Chipotle Mexican Grill has been the victim of a cyberattack that compromised the credit card payment information for a small number of customers. Many customers have recently posted on social media that orders placed at the restaurant fraudulently used their payment cards during the first few weeks of April.
“The privacy and security of our customer information is very important,” said Laurie Schalow, chief communications officer at Chipotle, according to Mobile Payments Today. “We have no indication of any breach of Chipotle’s databases or systems.”
“We are among the many retail, hotel and restaurant companies affected by credential stuffing, in which combinations of user names and passwords are accessed by third parties and used on websites of different companies to see if they can gain access,” she added.
Schalow further explained that, “through credential stuffing, [an attacker] can access [the customer’s] account once they have their user name and password, and place an order, but they cannot see their personal credit card data.”
Chipotle, which will continue to monitor the situation, recently posted better-than-expected earnings results for the fourth quarter of 2018, reporting sales of $1.23 billion and earnings of $1.72 per share, compared with analysts’ estimates of $1.19 billion and $1.34 per share.
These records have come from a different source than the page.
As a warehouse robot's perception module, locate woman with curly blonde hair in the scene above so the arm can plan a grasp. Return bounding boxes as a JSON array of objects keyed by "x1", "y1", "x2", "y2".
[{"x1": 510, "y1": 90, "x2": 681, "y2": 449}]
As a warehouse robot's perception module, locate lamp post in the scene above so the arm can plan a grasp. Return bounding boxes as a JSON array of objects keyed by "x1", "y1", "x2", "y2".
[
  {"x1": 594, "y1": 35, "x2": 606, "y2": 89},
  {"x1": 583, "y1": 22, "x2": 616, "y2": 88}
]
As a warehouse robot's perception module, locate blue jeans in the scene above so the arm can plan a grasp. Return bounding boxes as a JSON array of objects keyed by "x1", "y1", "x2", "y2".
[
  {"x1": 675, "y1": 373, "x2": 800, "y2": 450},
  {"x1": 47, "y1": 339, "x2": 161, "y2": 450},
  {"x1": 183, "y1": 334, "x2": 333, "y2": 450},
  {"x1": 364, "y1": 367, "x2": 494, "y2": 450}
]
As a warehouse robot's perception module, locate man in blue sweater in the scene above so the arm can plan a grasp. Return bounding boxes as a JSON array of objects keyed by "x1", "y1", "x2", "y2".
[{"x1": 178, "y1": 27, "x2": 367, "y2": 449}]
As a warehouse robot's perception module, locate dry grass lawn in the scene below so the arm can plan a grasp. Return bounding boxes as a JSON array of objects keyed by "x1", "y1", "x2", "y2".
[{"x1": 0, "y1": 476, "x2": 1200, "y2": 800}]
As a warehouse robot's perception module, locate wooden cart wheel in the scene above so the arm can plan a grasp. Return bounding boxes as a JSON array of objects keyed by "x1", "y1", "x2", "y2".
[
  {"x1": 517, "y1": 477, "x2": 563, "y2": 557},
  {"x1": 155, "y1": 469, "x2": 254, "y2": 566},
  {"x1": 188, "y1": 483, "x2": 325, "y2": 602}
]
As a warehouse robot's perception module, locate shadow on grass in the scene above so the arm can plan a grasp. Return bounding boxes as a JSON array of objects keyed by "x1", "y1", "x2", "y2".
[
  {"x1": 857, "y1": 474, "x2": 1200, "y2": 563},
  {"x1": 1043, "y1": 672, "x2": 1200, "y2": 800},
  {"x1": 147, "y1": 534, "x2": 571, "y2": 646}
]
CEO Brian Niccol noted in an earnings conference call that the company saw 6.1 percent comparable restaurant sales growth during the quarter (which included 2 percent restaurant transaction growth), along with restaurant-level margins of 17 percent. “The growth acceleration this quarter gives us confidence that our strategy to win today and create the future is working,” he said.
In addition, Niccol revealed that the company opened the doors of 137 new restaurants in 2018, “with industry-leading returns.” In existing restaurants, the company completed the “big fix,” and is working on growing the reach of its digital system to provide more convenience and better access to diners.